さすがに外の世界、しかも過去からとは言わなかった。
それでも父親を追っていること。かつての蒼の災厄の中心人物であること。
そしてニーアがエファンジュリアだということ。少なくともそれはわかっているようで、今のエファンジュリアを名乗るセラという少女についても情報は渡っているらしかった。
「で、お前が親父をどっかにやったんじゃなくてお前の父親かって話か。結局、似たようなものじゃねえか」
黙ってウィルの話を聞いていたフィドルは父親がやったことでも無関係ではないだろうと態度は変わらなかった。
「いや、そう言われたらそうだけだどさ」
その言い分を否定することはできなかった。
父親という血縁者なら少なくとも真意を知ることが必要だし義務のようにも思えたからだ。
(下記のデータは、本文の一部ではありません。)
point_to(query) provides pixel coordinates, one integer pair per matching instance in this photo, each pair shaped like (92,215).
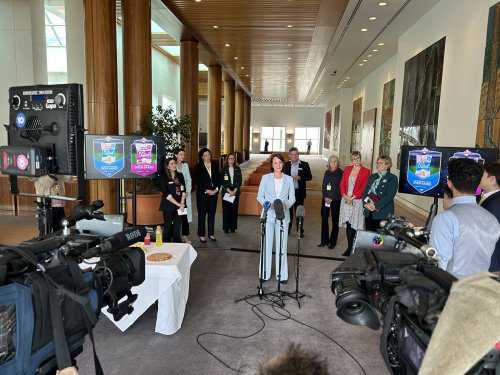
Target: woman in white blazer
(276,185)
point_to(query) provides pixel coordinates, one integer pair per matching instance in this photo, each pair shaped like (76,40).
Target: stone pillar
(246,124)
(189,94)
(228,116)
(102,89)
(136,26)
(238,121)
(214,109)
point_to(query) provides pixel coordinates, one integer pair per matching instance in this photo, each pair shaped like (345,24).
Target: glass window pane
(300,133)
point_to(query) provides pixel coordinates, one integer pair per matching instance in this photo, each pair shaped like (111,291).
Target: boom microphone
(279,210)
(118,241)
(300,213)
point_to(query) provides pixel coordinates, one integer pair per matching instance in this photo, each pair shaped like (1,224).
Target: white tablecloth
(167,282)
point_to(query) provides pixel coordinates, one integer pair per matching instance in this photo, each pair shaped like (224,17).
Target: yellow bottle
(158,236)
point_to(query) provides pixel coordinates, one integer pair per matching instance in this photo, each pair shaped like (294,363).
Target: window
(303,135)
(55,42)
(275,135)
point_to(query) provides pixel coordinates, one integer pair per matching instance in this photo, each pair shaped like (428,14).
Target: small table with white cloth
(167,282)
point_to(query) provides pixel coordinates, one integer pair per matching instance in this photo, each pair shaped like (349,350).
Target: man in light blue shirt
(465,234)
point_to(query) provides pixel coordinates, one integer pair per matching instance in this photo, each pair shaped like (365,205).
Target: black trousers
(185,225)
(230,214)
(171,226)
(334,209)
(298,202)
(371,223)
(57,214)
(207,205)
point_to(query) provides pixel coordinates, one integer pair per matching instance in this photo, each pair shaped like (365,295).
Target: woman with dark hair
(208,180)
(231,184)
(352,186)
(331,202)
(173,188)
(273,186)
(183,167)
(379,193)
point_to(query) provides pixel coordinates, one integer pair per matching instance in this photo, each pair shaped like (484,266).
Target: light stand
(296,295)
(262,266)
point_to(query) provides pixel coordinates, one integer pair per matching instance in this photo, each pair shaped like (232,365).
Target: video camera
(48,303)
(400,288)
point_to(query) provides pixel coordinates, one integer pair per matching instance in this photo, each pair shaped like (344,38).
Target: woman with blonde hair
(330,202)
(352,186)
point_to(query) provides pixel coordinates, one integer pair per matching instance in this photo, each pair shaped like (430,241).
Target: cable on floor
(285,315)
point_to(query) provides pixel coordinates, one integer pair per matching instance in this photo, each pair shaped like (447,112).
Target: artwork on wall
(336,128)
(421,95)
(328,129)
(356,124)
(384,147)
(368,137)
(488,125)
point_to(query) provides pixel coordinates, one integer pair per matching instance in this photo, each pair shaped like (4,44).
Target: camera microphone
(299,214)
(279,210)
(118,241)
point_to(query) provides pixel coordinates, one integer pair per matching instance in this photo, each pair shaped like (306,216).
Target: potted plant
(177,132)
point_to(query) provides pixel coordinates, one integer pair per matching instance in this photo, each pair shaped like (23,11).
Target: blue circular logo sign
(20,120)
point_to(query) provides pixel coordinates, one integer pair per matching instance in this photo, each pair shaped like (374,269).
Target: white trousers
(273,230)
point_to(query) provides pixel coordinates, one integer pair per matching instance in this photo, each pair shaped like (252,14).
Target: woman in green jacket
(231,184)
(378,197)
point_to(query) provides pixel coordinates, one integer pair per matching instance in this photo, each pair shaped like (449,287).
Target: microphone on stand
(279,210)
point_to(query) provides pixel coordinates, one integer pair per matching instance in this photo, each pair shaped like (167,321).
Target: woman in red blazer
(352,185)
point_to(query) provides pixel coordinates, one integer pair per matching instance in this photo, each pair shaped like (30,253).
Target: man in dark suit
(301,173)
(490,183)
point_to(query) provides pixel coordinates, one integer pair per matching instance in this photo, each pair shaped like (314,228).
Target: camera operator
(465,234)
(490,183)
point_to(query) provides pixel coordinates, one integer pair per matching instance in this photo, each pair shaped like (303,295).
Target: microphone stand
(296,295)
(260,289)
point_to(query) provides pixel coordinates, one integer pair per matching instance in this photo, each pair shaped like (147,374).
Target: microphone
(118,241)
(299,214)
(279,210)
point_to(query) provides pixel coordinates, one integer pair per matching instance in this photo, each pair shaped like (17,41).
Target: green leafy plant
(176,131)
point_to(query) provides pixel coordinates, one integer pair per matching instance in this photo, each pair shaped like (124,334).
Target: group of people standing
(355,198)
(176,186)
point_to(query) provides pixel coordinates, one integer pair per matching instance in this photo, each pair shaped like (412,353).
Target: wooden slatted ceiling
(273,55)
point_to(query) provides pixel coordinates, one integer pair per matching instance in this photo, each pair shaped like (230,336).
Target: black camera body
(48,303)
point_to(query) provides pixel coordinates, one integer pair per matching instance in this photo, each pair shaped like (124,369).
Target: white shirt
(278,186)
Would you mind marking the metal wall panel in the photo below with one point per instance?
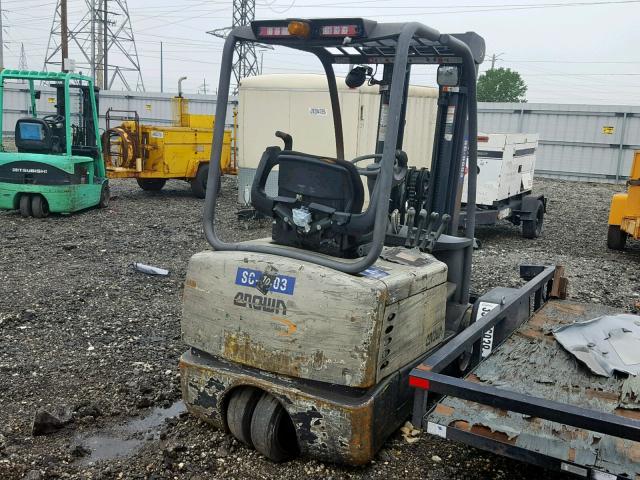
(583, 142)
(153, 108)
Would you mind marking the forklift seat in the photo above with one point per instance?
(323, 184)
(311, 189)
(33, 135)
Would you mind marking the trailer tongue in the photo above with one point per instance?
(530, 399)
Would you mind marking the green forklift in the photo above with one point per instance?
(56, 165)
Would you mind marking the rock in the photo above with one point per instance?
(79, 451)
(144, 402)
(45, 421)
(88, 410)
(33, 475)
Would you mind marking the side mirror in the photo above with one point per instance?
(448, 76)
(357, 76)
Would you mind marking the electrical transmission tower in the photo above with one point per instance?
(22, 64)
(104, 43)
(245, 60)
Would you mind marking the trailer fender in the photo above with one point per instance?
(618, 208)
(529, 206)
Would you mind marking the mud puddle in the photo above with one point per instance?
(126, 439)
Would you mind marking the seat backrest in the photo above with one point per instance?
(329, 182)
(33, 135)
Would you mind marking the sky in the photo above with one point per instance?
(567, 51)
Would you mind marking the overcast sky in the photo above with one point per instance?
(568, 51)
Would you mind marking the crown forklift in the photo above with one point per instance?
(58, 165)
(302, 343)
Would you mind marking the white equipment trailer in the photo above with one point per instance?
(506, 164)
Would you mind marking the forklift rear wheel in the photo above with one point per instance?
(105, 195)
(240, 411)
(199, 182)
(272, 431)
(39, 206)
(616, 238)
(151, 184)
(534, 228)
(25, 205)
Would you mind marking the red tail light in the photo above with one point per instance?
(417, 382)
(274, 32)
(339, 30)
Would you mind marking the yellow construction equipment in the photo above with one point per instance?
(152, 154)
(624, 216)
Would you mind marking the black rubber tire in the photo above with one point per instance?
(199, 182)
(39, 206)
(240, 412)
(105, 195)
(272, 431)
(616, 238)
(25, 205)
(151, 184)
(534, 228)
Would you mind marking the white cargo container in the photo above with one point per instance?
(506, 164)
(300, 105)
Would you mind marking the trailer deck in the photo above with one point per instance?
(531, 362)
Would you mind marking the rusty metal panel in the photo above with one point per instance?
(532, 362)
(313, 322)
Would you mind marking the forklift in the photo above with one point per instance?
(302, 343)
(323, 339)
(57, 164)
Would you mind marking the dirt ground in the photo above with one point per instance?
(84, 333)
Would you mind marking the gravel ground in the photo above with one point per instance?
(85, 333)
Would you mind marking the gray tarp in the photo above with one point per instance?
(605, 344)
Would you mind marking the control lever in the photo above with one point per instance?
(421, 222)
(431, 238)
(411, 215)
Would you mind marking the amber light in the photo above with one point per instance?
(299, 29)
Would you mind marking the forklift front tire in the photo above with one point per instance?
(39, 206)
(616, 238)
(533, 228)
(272, 431)
(240, 412)
(105, 195)
(25, 205)
(151, 184)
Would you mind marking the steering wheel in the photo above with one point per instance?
(53, 119)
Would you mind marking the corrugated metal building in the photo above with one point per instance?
(577, 142)
(153, 108)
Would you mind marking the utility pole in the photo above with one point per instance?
(1, 40)
(161, 71)
(64, 38)
(105, 48)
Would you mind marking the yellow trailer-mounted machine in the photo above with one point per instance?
(153, 154)
(624, 216)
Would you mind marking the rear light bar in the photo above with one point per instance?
(274, 32)
(417, 382)
(339, 30)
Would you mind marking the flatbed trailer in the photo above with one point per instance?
(524, 396)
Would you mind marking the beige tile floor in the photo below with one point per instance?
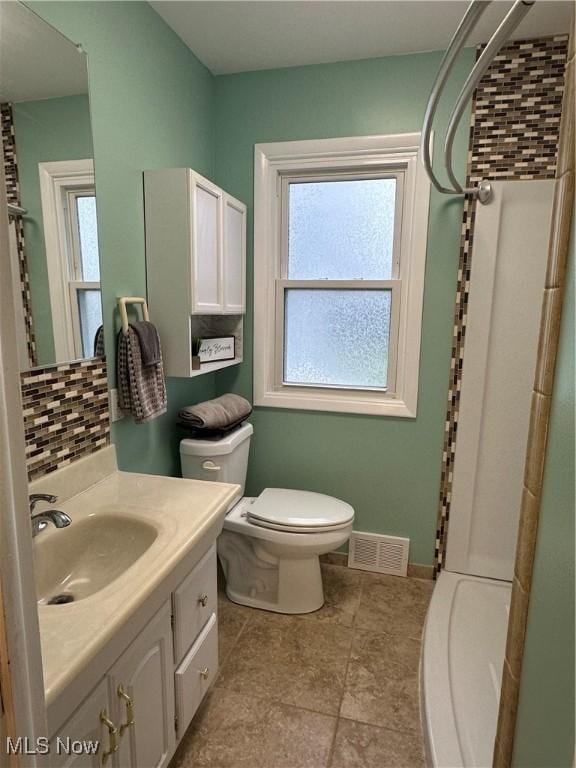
(334, 689)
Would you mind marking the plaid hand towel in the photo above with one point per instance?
(141, 389)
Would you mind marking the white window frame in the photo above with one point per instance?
(61, 182)
(366, 156)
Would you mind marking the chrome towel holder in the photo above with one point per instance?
(483, 192)
(122, 301)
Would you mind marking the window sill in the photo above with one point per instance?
(338, 402)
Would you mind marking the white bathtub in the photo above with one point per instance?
(461, 669)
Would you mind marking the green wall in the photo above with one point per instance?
(545, 726)
(47, 130)
(152, 107)
(387, 468)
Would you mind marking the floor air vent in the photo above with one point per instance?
(382, 554)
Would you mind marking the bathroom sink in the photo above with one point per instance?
(73, 563)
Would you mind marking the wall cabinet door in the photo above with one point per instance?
(234, 256)
(206, 218)
(141, 684)
(84, 727)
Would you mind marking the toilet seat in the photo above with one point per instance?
(281, 509)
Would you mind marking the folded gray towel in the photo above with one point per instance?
(221, 413)
(149, 342)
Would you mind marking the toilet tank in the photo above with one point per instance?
(224, 459)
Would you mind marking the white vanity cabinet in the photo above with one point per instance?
(195, 262)
(86, 725)
(141, 685)
(144, 703)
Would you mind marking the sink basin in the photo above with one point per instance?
(73, 563)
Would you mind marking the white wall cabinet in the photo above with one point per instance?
(195, 257)
(146, 700)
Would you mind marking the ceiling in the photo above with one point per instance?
(267, 34)
(36, 61)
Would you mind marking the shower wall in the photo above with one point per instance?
(513, 136)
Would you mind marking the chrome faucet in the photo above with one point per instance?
(40, 520)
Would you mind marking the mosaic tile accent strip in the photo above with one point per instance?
(65, 414)
(514, 135)
(13, 196)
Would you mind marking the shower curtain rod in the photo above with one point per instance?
(16, 210)
(483, 191)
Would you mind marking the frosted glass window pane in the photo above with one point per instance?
(337, 337)
(341, 230)
(90, 311)
(86, 208)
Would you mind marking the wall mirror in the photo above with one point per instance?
(48, 163)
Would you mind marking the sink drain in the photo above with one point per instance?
(61, 599)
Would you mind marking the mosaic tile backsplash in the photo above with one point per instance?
(65, 414)
(514, 133)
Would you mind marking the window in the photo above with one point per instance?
(340, 243)
(83, 268)
(71, 236)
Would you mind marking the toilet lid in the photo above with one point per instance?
(280, 508)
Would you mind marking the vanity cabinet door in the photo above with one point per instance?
(83, 730)
(206, 215)
(141, 684)
(234, 261)
(194, 602)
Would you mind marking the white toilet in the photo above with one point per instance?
(270, 545)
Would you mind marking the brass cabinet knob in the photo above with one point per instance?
(129, 709)
(112, 736)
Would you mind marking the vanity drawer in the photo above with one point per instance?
(196, 673)
(194, 602)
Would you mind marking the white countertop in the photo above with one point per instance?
(183, 511)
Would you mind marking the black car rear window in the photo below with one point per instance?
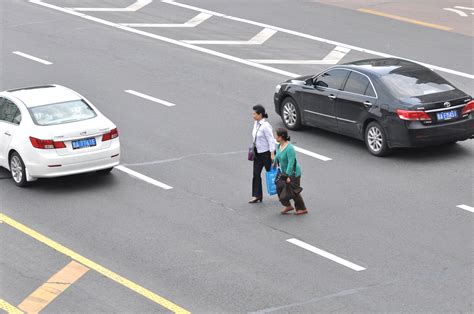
(415, 83)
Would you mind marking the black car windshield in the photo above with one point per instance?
(415, 83)
(65, 112)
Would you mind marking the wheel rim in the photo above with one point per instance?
(375, 139)
(16, 169)
(289, 114)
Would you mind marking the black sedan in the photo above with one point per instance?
(385, 102)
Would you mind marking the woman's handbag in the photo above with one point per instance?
(250, 154)
(270, 177)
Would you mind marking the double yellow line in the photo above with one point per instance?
(88, 264)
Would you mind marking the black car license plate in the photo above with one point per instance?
(88, 142)
(447, 115)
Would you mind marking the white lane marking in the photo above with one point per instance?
(465, 207)
(319, 39)
(195, 21)
(325, 254)
(166, 39)
(333, 57)
(24, 55)
(258, 39)
(139, 4)
(144, 178)
(464, 8)
(160, 101)
(311, 154)
(461, 13)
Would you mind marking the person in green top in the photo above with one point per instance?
(291, 172)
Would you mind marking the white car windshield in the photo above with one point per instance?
(65, 112)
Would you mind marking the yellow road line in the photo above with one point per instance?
(4, 305)
(92, 265)
(404, 19)
(51, 289)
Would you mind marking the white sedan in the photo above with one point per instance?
(51, 131)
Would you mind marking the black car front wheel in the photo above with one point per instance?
(290, 114)
(376, 140)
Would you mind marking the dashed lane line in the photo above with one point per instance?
(53, 287)
(92, 265)
(325, 254)
(144, 177)
(311, 154)
(195, 21)
(258, 39)
(465, 207)
(334, 57)
(144, 96)
(139, 4)
(27, 56)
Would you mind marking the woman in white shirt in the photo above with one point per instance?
(263, 149)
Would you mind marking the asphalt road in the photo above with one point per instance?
(200, 245)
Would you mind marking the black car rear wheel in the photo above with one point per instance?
(375, 140)
(290, 114)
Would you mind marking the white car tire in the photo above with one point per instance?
(18, 170)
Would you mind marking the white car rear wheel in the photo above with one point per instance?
(18, 170)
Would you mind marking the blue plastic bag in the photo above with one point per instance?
(270, 177)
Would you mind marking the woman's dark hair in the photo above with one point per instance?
(283, 133)
(259, 109)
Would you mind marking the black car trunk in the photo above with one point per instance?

ただ本当にルイノルドが犯人かは決定したわけではないが無関係とは思えず、ウィルは言葉を濁す。
「で、あんたも父親を探してるってことか」
「……まあそうだ」
あんたもというウィルの言葉に思うところがあったのかなんとなく態度が落ち着いたように感じた。
ウィルとしても自分でいいながら同じ用な目的で奔走していたであろうフィドルに妙な親近感が芽生え、今までの経緯もあり態度を決めかねていた。
お互いに黙りこくる二人を見守っていたウォルトの目つきは優しく緩んでいた。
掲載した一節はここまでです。